In many countries in Europe, pre-school education dates back to the heyday of the welfare state. In Denmark and Italy, the public sector has a role as service provider and as financier. The Netherlands opted, in 2005, for a politics of the market to deliver services for children less than 4 years (Moss & Humblet, 2007). In Sweden, pre-school education was essentially public until the 1990s, since when the state has promoted the privatisation and marketization of the public sector (Löfdahl & Perez Prieto, 2009). In Portugal, however, the network of pre-school education was included within the public sector only after April 25, 1974. Currently, Portuguese pre-school education has coverage of about 70%, of which, however, 50% is provided by the private sector (in existence since the nineteenth century).
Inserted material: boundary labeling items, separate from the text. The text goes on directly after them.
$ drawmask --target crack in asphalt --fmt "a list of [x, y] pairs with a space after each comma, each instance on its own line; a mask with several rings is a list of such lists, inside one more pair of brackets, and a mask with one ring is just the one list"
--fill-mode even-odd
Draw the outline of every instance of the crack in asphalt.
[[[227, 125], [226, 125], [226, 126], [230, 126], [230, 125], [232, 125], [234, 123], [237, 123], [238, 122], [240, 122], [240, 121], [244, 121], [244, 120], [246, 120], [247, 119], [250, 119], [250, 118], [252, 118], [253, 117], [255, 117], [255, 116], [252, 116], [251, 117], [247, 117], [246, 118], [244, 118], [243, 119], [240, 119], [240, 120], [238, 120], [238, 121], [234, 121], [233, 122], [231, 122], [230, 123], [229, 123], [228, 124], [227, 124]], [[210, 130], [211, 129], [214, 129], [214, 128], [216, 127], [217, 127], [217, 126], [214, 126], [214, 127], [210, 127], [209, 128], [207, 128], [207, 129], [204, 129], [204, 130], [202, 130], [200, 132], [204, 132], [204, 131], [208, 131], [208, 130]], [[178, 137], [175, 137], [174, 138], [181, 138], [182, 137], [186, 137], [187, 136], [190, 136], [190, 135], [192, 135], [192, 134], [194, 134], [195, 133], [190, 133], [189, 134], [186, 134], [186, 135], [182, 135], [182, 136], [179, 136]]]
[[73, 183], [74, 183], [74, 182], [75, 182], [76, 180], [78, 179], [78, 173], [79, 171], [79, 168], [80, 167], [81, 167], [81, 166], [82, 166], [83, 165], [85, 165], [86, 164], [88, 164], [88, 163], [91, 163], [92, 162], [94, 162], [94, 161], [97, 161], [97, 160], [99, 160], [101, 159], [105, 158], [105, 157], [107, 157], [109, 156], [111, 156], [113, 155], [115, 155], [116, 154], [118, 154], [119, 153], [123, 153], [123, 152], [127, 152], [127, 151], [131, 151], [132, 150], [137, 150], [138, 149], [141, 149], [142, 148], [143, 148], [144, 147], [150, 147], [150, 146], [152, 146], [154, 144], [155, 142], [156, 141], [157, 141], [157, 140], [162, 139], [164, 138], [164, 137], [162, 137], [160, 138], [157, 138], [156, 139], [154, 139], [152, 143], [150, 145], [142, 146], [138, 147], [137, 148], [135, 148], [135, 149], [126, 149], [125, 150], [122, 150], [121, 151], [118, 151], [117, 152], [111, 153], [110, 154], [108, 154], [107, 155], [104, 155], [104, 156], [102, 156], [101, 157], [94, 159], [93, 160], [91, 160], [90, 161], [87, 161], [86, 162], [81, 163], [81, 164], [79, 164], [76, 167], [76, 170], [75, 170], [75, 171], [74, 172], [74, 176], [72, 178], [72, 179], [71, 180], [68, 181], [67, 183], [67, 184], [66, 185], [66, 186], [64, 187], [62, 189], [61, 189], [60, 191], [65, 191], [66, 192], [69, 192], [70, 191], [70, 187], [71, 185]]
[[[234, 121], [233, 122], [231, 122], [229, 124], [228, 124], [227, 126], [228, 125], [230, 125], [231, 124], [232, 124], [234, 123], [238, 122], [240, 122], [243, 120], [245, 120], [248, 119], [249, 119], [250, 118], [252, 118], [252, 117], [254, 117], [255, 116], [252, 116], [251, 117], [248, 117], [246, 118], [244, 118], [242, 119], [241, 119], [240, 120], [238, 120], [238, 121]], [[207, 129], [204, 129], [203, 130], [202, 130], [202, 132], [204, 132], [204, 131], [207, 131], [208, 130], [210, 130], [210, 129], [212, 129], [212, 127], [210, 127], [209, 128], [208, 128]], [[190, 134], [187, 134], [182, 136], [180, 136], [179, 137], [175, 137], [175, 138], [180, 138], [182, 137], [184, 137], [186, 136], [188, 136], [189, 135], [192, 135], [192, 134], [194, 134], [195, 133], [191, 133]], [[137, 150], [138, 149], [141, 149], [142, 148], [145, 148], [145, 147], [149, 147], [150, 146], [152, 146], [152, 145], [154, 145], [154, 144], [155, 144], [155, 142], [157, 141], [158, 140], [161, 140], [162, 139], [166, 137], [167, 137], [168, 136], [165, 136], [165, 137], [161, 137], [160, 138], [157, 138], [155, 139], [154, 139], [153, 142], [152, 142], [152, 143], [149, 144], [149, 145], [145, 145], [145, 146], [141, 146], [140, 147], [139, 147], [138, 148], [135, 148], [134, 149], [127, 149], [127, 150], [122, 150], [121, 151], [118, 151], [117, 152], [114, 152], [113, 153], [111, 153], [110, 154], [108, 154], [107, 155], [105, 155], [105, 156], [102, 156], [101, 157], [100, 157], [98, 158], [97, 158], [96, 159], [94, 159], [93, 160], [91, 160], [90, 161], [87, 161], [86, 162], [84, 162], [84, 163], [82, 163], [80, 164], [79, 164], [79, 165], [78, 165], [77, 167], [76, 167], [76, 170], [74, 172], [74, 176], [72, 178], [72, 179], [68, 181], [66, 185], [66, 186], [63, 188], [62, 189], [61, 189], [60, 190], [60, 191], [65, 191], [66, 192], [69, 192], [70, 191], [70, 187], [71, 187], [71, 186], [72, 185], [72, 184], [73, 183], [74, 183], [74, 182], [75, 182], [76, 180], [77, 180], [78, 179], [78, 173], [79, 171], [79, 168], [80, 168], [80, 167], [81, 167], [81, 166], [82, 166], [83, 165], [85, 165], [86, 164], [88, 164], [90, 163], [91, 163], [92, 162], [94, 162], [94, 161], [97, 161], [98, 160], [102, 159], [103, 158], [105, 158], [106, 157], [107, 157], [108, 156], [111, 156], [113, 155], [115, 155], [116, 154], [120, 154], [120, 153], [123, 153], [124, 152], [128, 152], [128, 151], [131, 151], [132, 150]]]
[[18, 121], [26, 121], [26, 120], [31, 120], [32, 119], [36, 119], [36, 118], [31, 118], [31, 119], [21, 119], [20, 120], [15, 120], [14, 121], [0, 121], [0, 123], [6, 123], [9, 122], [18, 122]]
In a previous study (Marta, 2003, Marta & Lopes, 2008), it was observed that the professional identities of teachers within each sector were sharply differentiated and that the collective identity of public sector preschool teachers was similar to that claimed internationally today for pre-school education in general (OECD, 2000). These results stressed the importance of analyzing the impact of work contexts (public or private) on the quality of education offered, in particular its contribution to a quality public education.
Since this study has examined pre-school teachers with careers solely within the public sector or solely within the private sector, the specific objective of the study we will present is to explore the impact of the work experiences in the public sector on the construction of preschool teachers identities, by means of examining preschool teachers with work experiences in both sectors.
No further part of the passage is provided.